Rappresentare la figura umana nelle arti non è più, fortunatamente, un tabù come ai tempi degli eccessi ideologici delle avanguardie - che, d'altra parte, stimolarono un proficuo interesse per gli oggetti, lo spazio e le relazioni. Più recentemente l'arte ha ripreso confidenza con il soggetto ed in particolare con l'uomo, con il rispecchiamento dell'artista stesso, che misura la figura umana ed analizza l'individuale ed il generale, e che svela le caratteristiche antropologiche ritenute essenziali. Performance e body art, nel nuovo millennio, paiono aver perso dosi di efficacia nel discorso sull'uomo e, inevitabilmente, tornano alla ribalta linguaggi e tecniche sempre attuali e fecondi.

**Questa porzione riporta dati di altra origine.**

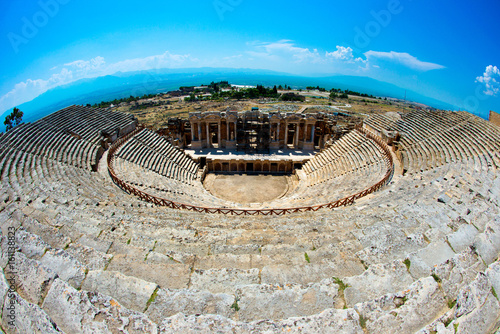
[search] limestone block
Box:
[40,249,86,288]
[432,248,485,301]
[66,243,113,270]
[236,279,340,321]
[6,253,57,305]
[145,289,235,323]
[2,292,62,334]
[23,218,71,249]
[343,261,413,307]
[107,255,191,289]
[42,279,158,334]
[354,277,448,333]
[82,270,158,312]
[191,268,259,294]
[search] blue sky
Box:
[0,0,500,118]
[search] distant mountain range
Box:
[0,68,462,131]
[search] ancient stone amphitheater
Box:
[0,106,500,333]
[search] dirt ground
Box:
[116,91,411,130]
[204,174,288,204]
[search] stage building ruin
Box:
[166,108,361,154]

I lavori della scultrice belga Berlinde de Bruyckere sono materializzazioni del dolore umano che slittano direttamente dalla sfera della percezione a quella dell'emozione. Osservando queste trasfigurazioni anatomiche si partecipa di un'angoscia cosmica, quello straniamento dell'uomo che risulta dalla mancanza di radici e che si concretizza proprio in un'assenza del "naturale". Gli ibridi della de Bruyckere, infatti, assumono dalla natura le forme dell'assenza e della ricerca di linfa vitale. Rami contorti ed escrescenze vegetali proiettano l'uomo verso il basso, alla ricerca di un fondamento etico ed esistenziale, del miraggio edenico. Le anatomie in disfacimento, tanto care all'estetica di Bacon e Freud, sono commenti alla storia dell'umanità. Commenti spietati, che chiamano in causa le guerre e gli orrori del secolo, forse ancor più evidenti quando si trovano in calce agli ormai celebri cavalli (simbolo della schiavitù e dell'addomesticamento).
Peter Senoner, scultore trentino di grande talento compositivo, realizza nei suoi lavori gli incubi di un'umanità desolata e vittima dei propri successi tecnologici. La chimera dell'immortalità e della perfezione dei corpi si incarna in costrutti anatomici alieni, vagamente orientali nei tratti e per certi versi debitori dell'estetica post-human in voga negli scorsi decenni. Ma l'artista instaura sapientemente un dialogo fra le superifici levigate (verniciate a fuoco) e le venature grezze e nostalgiche del legno. Il risultato dapprima affascina per l'eleganza, dopodiché vira sulla malinconia assoluta, sul vuoto degli sguardi che, in fondo, non fanno che rispecchiare il vuoto circostante.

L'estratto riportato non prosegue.